Les images dont nous parlons sont la représentation que nous nous faisons des choses ; elles sont conformes aux objets par un point essentiel, à savoir que l’exigence énoncée est satisfaite, mais leur fin ne nécessite pas d’autre conformité aux choses. En fait, nous ignorons, et n’avons aucun moyen de découvrir, si la représentation que nous nous faisons des choses est conforme à celles-ci en aucun point autre que cet unique rapport fondamental. Incontestablement, les images que nous voulons nous faire des choses ne sont pas encore déterminées par l’exigence qui veut que les conséquences des images soient de nouveau les images des conséquences. Il y a plusieurs images possibles pour un même objet et ces images peuvent différer sous plusieurs aspects. Dès le départ, nous devrions désigner toute image comportant une contradiction aux lois de notre raisonnement comme étant inadmissible et nous exigeons donc en premier lieu que toutes nos images soient logiquement admissibles ou admissibles tout court. Nous disons qu’une image admissible est inexacte lorsque ses rapports essentiels sont en contradiction avec les rapports des objets extérieurs, c’est-à-dire quand elle ne satisfaite pas à cette première exigence fondamentale. Deuxièmement, il faut que nos images soient exactes. Mais deux images acceptables et exactes du même objet extérieur peuvent encore différer par leur utilité. Etant  donné deux images d’un même objet, la plus utile sera celle qui reflète plus de rapports essentiels de l’objet que l’autre, disons la plus distincte. Si les images sont également distinctes, la plus utile des deux sera celle qui comportera, outre les traits essentiels, le plus petit nombre de rapports superflus ou insignifiants, donc la plus simple. On ne pourra éviter tout rapport insignifiant, car il en incombe déjà aux images du fait qu’elles sont seulement images, créées par notre esprit particulier et donc déterminées aussi par sa manière de représenter les choses.

Nous venons d’énumérer ce que nous exigeons des images elles-mêmes, les exigences que nous avons pour l’exposé scientifique de telles images sont tout autre chose. Nous lui demandons de nous montrer distinctement quelles sont les propriétés incluses dans l’image à des fins d’admissibilité ou d’exactitude ou d’utilité. La possibilité de modifier, d’améliorer nos images, dépend de cela. Les éléments inclus dans les images à des fins d’utilité  sont contenus dans les désignations, définitions, abréviations, en un mot dans ce que nous pouvons y ajouter ou en retrancher de façon arbitraire. Les caractères inclus dans les images à des fins d’exactitude sont contenus dans les faits expérimentaux qui ont servi à leur élaboration.
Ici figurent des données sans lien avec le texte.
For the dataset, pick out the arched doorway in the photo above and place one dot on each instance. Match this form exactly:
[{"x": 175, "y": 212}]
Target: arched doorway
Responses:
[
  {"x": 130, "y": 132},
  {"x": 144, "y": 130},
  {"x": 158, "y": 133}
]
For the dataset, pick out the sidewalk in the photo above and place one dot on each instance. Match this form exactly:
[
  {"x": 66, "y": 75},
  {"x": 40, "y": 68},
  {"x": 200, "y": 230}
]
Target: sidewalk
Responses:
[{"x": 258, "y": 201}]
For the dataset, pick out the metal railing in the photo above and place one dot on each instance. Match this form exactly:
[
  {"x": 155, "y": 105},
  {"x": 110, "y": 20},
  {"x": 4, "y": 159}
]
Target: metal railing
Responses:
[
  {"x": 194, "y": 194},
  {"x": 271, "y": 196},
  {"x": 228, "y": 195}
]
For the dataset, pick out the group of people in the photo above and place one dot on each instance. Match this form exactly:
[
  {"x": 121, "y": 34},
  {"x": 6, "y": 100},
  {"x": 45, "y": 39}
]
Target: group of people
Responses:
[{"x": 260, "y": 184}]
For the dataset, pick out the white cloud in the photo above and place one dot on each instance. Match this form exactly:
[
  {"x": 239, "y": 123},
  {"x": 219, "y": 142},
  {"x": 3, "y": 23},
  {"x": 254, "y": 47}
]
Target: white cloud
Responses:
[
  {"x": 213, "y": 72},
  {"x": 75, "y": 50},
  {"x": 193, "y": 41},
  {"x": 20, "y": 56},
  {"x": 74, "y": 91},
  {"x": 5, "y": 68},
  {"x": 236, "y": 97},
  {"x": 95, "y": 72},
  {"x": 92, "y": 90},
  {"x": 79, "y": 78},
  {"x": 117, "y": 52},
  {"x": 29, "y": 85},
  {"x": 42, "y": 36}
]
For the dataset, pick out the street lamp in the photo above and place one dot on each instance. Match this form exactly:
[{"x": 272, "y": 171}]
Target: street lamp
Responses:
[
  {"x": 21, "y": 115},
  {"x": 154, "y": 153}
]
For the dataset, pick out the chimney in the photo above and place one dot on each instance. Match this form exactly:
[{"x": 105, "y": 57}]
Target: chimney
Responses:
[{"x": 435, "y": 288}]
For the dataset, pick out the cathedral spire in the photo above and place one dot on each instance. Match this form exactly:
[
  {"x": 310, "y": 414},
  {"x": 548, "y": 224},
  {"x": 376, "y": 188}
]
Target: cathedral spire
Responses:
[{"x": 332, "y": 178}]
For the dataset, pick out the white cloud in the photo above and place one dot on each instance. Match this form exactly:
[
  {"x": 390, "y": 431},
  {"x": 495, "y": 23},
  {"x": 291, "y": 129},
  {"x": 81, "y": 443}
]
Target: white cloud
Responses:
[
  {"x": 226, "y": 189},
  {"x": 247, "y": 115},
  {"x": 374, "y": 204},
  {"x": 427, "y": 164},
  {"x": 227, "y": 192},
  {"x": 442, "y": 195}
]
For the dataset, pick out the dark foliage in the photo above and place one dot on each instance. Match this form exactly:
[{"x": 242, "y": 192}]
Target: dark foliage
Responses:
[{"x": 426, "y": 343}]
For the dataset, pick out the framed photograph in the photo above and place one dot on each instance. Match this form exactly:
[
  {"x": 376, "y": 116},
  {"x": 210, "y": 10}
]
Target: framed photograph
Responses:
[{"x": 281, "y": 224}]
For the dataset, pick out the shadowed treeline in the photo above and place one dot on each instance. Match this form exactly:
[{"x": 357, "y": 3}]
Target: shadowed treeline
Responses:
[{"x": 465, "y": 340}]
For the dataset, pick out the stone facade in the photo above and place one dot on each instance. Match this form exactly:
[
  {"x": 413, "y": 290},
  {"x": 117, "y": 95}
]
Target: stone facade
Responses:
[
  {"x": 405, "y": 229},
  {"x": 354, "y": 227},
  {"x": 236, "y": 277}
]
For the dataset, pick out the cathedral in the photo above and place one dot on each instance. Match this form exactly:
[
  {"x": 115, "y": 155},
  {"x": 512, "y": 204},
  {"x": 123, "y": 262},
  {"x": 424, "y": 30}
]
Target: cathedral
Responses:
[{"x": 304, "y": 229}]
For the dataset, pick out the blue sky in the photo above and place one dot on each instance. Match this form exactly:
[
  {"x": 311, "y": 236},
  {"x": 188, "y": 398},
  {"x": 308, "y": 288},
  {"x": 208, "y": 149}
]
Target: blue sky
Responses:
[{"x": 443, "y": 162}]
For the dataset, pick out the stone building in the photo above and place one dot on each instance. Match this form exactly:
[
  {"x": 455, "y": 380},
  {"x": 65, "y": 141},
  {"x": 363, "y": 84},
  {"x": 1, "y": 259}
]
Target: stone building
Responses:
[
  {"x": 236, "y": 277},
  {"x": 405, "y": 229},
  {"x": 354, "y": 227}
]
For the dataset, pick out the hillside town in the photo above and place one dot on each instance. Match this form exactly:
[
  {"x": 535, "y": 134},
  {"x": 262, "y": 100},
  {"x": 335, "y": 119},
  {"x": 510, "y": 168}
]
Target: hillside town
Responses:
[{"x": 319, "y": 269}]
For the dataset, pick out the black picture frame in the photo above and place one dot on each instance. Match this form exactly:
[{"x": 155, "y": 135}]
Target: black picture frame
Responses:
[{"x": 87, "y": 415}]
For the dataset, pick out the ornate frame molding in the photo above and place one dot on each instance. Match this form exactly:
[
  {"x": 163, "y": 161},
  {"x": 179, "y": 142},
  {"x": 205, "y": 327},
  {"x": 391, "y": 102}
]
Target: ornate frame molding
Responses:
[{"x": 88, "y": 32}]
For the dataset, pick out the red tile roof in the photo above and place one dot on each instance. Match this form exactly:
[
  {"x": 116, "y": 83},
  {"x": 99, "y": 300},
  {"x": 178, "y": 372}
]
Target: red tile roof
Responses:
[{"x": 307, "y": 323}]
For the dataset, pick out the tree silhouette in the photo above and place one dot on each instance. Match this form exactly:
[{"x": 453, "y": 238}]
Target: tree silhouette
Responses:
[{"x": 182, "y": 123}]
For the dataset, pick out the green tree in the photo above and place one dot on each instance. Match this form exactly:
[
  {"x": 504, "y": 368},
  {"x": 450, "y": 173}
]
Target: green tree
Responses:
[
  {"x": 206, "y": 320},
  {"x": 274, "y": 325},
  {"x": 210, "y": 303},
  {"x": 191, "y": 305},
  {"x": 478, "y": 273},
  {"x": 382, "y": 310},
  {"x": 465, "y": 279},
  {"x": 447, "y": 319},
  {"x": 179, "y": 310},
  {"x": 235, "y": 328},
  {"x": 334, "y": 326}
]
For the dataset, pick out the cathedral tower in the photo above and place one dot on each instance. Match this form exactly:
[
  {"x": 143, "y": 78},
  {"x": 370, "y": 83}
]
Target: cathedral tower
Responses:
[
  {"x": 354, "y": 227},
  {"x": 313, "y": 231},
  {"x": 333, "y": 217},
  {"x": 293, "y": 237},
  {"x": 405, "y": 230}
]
Ce qui appartient aux images à des fins d’admissibilité est donné par les propriétés de notre esprit. Nous pouvons trancher la question de l’admissibilité d’une image  par un oui ou un non incontestables et notre décision restera définitivement valable. On peut également se prononcer de façon incontestable sur l’exactitude d’une image, mais cette décision ne vaut que pour l’état actuel de nos connaissances, étant admis qu’elle peut être révisée à la lumière d’expériences ultérieures. L’utilité d’une image ne peut être décidée de façon certaine ; des opinions divergentes peuvent exister de cette manière. Chacune des images peut offrir des avantages sous un certain aspect et seul un examen progressif de nombreuses images permet d’obtenir en fin de compte celles qui sont les plus utiles. »

(In : Heinrich HERTZ, Werner HEISENBERG, « La nature dans la physique contemporaine », éditions Gallimard, Folio/essais, Paris, 2000, pages : 267 – 270).